Ternyata, mengubah sesuatu di dunia ini tidak semudah yang Ivanna Midlestone perkirakan sebelumnya. Bahkan untuk hal kecil sekalipun.
Hari ini adalah hari dimana gadis itu akan meninggalkan Estat keluarga Midlestone dan tinggal di Mansion Rose, salah satu kediaman yang berada di kawasan Istana Kerajaan. Ia harus menetap selama tujuh bulan sesuai dengan peraturan yang tertera pada surat.
Selama tujuh bulan itu, sepuluh kandidat calon Putri Mahkota akan mengikuti seleksi dimana mereka harus menyelesaikan tujuh misi yang diselenggarakan oleh Yang Mulia Ratu. Misi tersebut bertujuan untuk menguji kemampuan serta menyingkirkan wanita-wanita yang di anggap tidak pantas hingga akhirnya menyisakan satu orang pemenang.
"Kau tidak perlu memaksakan diri. Putri ayah sangat cerdas, kau hanya perlu membiarkan segalanya mengalir sebagaimana mestinya," Heinry Van Midlestone, Duke sekaligus Kepala Keluarga mengantarkan kepergian putri bungsunya sebelum masuk ke sebuah kereta kuda. Seperti kehidupan masa lalunya, Ivanna membawa Lucy untuk tinggal bersamanya di Mansion Rose sebagai pelayan pribadi.
"Ayah tenang saja, aku tidak akan lama.
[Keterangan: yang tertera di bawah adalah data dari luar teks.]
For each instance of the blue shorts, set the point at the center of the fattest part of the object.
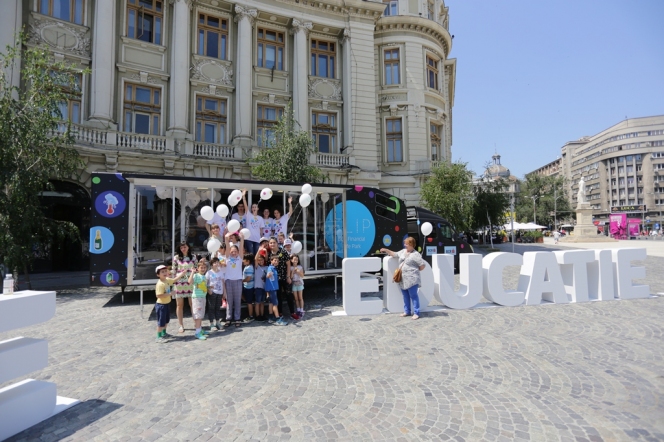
(260, 295)
(273, 297)
(163, 312)
(249, 295)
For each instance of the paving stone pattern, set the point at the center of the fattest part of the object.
(577, 372)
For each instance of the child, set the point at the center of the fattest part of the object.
(215, 282)
(198, 299)
(259, 286)
(234, 278)
(161, 308)
(297, 275)
(248, 285)
(271, 287)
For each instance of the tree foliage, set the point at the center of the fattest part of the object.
(550, 197)
(286, 159)
(35, 146)
(449, 193)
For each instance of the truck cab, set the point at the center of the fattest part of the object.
(442, 240)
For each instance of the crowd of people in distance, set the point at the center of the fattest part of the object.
(261, 273)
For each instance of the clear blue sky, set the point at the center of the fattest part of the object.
(532, 75)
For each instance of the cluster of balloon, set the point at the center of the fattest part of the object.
(164, 192)
(266, 193)
(222, 210)
(213, 245)
(192, 198)
(234, 198)
(427, 228)
(207, 213)
(305, 198)
(233, 226)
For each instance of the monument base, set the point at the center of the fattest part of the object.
(585, 230)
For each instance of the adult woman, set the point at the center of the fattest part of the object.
(411, 263)
(182, 261)
(283, 270)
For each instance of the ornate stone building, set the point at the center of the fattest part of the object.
(194, 87)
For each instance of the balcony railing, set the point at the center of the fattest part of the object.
(331, 159)
(214, 150)
(141, 141)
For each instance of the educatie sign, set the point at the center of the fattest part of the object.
(559, 277)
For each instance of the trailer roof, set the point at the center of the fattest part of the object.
(197, 181)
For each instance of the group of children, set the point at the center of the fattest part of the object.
(230, 277)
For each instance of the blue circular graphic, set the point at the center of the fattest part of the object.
(361, 229)
(110, 204)
(109, 277)
(101, 240)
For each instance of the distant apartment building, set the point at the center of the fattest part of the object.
(622, 167)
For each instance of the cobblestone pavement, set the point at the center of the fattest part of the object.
(577, 372)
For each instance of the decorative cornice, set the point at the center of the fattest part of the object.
(81, 46)
(242, 12)
(297, 26)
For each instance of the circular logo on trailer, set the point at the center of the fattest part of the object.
(109, 277)
(101, 240)
(360, 225)
(110, 204)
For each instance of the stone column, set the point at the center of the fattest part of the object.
(346, 92)
(103, 66)
(178, 102)
(300, 31)
(243, 74)
(11, 23)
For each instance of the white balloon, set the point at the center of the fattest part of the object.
(222, 210)
(207, 213)
(305, 200)
(427, 228)
(266, 193)
(213, 245)
(233, 226)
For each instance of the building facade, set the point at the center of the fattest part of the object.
(194, 87)
(622, 168)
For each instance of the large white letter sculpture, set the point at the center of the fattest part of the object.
(354, 284)
(574, 270)
(541, 279)
(625, 273)
(492, 269)
(28, 402)
(470, 280)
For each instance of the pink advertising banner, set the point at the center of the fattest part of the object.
(618, 224)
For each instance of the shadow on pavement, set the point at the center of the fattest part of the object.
(71, 420)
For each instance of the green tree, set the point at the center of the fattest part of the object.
(449, 193)
(35, 146)
(286, 159)
(490, 203)
(550, 197)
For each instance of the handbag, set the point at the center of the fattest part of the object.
(396, 277)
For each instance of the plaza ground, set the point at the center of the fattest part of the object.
(576, 372)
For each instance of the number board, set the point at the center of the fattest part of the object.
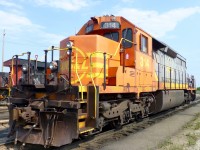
(110, 25)
(89, 28)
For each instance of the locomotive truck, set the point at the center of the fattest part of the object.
(110, 73)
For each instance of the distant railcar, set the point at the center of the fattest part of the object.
(111, 72)
(4, 90)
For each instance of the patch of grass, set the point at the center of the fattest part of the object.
(187, 125)
(197, 126)
(176, 147)
(198, 92)
(192, 139)
(165, 143)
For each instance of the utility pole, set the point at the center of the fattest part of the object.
(4, 33)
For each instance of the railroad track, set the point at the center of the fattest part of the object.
(100, 140)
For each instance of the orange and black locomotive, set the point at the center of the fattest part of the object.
(111, 72)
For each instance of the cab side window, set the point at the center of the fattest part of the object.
(127, 35)
(143, 43)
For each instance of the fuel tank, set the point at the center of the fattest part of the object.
(167, 99)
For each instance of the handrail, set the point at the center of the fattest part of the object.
(77, 49)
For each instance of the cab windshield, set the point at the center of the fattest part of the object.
(112, 35)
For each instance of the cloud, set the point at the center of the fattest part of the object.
(68, 5)
(155, 23)
(7, 3)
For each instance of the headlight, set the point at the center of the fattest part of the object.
(69, 44)
(53, 66)
(25, 68)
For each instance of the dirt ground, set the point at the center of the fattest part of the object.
(187, 139)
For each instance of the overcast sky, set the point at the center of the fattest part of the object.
(34, 25)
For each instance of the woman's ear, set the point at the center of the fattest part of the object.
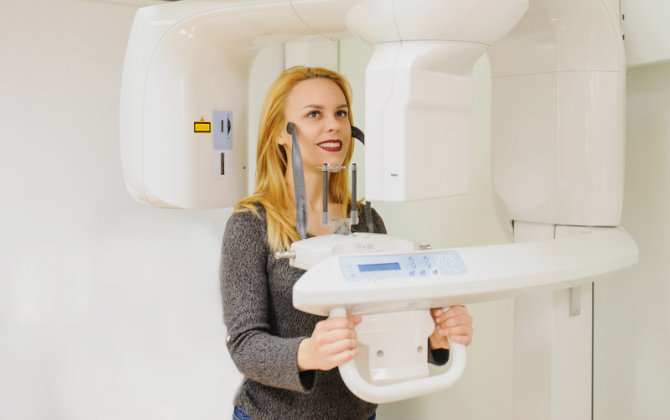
(284, 139)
Aku berjanji akan menyelesaikan ini secepat mungkin," mendengar itu, Heinry pun mengernyitkan dahinya tak paham.
"Apa maksudmu, Ivanna?"
Ivanna Midlestone meraih kedua tangan sang Ayah, menggenggamnya erat hingga buku-buku jarinya memerah.
"Seperti yang aku katakan sebelumnya, bahwa aku tidak memiliki niat dan obsesi lagi untuk menjadi seorang Putri Mahkota," kedua ujung bibirnya tertarik cukup lebar. Setiap ucapannya terdengar mantap tanpa sedikitpun keraguan. "Aku berjanji akan keluar dari Istana secepat mungkin untuk menemanimu. Aku tidak ingin Ayah sendirian."
"Aku tidak sendirian, Ivanna," Heinry buru-buru menyela ucapan anak bungsunya. "Jika aku merindukanmu, aku akan ke Istana, begitupun sebaliknya. Di masa kepemimpinanku, Phoenix membantu Valderman untuk menaklukkan tiga Kerajaan Utara demi memperluas wilayah kekuasaan. Itulah alasan mengapa aku memiliki hak istimewa dan sangat mudah bagiku untuk keluar masuk Istana."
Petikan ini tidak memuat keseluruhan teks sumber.